La generación de cristal somos nosotros
Son las diez de la noche y en el cuarto de mi hija se filtra una luz azulada. Terminó el colegio, el entrenamiento, las tareas, la mesa que le tocaba levantar. Cualquiera diría que, en vacaciones su jornada acabó. No, acaba de empezar su segundo turno.
A ese turno no lo contrata nadie y no paga sueldo. Exige mantener un estándar de belleza que cambia cada semana. Exige parecer independiente sin haberlo sido nunca. Exige sobrevivir a la indirecta pública, al silencio calculado de alguien que dejó de mirar sus historias, al chico que aparece y desaparece como un truco de magia, al grupo que ignora con puntería de francotirador. Y exige hacerlo todo con cara de que no cuesta nada, porque ahí adentro mostrar esfuerzo es perder puntos. Es trabajo emocional a destajo. Lo hacen millones de adolescentes y jóvenes cada noche, justo cuando los adultos creemos que por fin descansan.

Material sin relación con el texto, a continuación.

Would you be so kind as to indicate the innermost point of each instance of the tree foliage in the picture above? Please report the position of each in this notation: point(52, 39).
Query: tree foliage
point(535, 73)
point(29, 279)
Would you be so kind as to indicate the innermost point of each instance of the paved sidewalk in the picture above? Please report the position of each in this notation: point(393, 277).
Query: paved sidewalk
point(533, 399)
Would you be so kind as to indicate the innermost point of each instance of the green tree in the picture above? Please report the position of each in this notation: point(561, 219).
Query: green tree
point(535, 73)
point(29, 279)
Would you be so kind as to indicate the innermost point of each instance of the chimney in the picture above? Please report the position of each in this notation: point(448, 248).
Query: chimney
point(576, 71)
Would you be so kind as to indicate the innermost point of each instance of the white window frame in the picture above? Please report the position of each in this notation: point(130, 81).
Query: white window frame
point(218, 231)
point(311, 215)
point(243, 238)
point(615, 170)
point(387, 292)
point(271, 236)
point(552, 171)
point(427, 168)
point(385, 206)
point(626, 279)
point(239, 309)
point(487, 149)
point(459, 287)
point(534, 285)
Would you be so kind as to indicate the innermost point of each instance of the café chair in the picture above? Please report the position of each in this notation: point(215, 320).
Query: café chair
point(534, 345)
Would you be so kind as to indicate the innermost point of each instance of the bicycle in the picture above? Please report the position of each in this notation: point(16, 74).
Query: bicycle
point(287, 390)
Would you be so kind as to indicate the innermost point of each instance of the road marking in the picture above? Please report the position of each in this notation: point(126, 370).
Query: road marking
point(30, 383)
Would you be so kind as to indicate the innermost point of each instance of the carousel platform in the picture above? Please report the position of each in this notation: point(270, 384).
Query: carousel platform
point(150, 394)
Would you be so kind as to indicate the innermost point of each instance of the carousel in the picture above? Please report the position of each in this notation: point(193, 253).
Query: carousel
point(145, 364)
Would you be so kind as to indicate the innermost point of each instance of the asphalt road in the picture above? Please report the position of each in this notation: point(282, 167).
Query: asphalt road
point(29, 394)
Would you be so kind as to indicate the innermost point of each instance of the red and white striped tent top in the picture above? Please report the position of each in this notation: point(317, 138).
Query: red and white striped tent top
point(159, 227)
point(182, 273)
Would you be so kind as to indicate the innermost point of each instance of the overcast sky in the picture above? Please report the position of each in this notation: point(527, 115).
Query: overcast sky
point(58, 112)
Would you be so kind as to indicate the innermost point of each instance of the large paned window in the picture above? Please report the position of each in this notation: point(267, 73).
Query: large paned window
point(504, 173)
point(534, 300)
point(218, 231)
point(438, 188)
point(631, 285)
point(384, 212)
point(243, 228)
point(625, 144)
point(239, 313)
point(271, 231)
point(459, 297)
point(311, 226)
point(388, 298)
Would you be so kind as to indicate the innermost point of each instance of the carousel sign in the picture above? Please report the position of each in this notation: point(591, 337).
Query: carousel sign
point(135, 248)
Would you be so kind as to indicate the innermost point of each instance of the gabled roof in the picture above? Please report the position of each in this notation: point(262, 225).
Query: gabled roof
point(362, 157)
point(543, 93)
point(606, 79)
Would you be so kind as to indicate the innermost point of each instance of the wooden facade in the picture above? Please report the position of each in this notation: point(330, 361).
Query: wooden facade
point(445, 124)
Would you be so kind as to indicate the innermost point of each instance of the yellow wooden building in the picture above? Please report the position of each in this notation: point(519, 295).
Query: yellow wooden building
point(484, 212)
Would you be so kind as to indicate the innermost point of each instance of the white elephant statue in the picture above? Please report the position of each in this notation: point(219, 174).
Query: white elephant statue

Frente a eso, los adultos encontramos una etiqueta cómoda: “generación de cristal”. La expresión, atribuida a la filósofa española Montserrat Nebrera, describe a adolescentes y jóvenes supuestamente frágiles, sobreprotegidos, incapaces de tolerar la frustración. La frase prendió porque resuelve un problema complejo con dos palabras y nos deja a los adultos del lado “correcto” del espejo. Es cómodo como echarle ají al guiso de fideo para tapar que la carne está dura: ayuda a tragar, pero el problema........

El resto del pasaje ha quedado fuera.